Some have contended that the differing descriptions given of this superscription prove that the Gospels are inaccurate. A few words are given as being inscribed as His “accusation”; here at least we should find absolute accuracy, but the versions given do not agree.

Matthew records the words: “This is Jesus, the King of the Jews.” Mark has simply: “The King of the Jews.” Luke: “This is the King of the Jews”; and John: “Jesus of Nazareth, the King of the Jews.”

There is no difficulty with Mark’s record; it harmonizes with the others as far as it goes. He wrote his Gospel for Romans, and uses the simplest and most direct language, making his account the shortest. He mentions only the gist of why Pilate had Jesus crucified, nothing more.
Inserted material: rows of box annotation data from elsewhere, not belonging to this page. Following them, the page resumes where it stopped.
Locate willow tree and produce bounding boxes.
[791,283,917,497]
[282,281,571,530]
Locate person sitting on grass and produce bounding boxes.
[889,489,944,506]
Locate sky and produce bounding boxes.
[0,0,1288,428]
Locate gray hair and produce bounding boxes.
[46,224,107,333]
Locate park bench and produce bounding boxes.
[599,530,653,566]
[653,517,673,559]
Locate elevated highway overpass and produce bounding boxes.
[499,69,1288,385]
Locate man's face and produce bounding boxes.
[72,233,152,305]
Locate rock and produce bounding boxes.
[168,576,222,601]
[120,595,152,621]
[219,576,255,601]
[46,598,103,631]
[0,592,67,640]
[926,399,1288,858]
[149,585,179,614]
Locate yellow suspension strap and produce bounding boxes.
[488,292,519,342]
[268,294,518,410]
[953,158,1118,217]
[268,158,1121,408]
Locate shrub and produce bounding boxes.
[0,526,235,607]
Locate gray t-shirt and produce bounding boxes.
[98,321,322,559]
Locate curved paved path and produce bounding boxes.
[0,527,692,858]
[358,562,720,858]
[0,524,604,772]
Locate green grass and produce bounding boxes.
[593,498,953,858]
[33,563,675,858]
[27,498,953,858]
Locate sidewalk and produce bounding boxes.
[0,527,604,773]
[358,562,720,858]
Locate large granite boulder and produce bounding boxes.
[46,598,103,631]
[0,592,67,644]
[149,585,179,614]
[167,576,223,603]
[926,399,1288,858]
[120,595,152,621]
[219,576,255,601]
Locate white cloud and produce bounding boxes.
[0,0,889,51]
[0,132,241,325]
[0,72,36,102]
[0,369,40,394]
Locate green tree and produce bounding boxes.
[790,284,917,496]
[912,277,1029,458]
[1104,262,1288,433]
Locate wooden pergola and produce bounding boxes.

It is noteworthy that the inscription was written, as Luke tells us, in three languages: “Greek, Latin, and Hebrew.” John also says it was written in three, but in a different order: “Hebrew, Latin, and Greek.” Why? It is likely that they give preeminence to the language they understood best.

Luke, a physician, doubtless studied with the help of Greek textbooks, and had spent considerable time in Europe. As well, he is mentioned apart from Paul’s fellow-workers who were “of the circumcision” (Col. 4:11); and his Gospel bears evidence of an accurate knowledge of that tongue. It is probable that Luke gave the inscription as it appeared in Greek.

John, however, was a Galilean fisherman and better acquainted with the Aramaic dialect of Hebrew, while Matthew, a tax collector under the Romans, would have rendered his accounts in Latin. So it seems exceedingly probable that Matthew gives the inscription that appeared in Latin, Luke gave that which was in Greek, and John the Hebrew. Interestingly, when the inscriptions are written in their native characters (the Latin has 22 characters; Hebrew and Greek, 20), they take almost exactly the same amount of space. The full sentence in Greek and Latin could not have been made to fit.

Seeing how easily and naturally this “difficulty” is explained, how many other difficulties in the Bible could be explained in an equally satisfactory way if only we had a little more knowledge?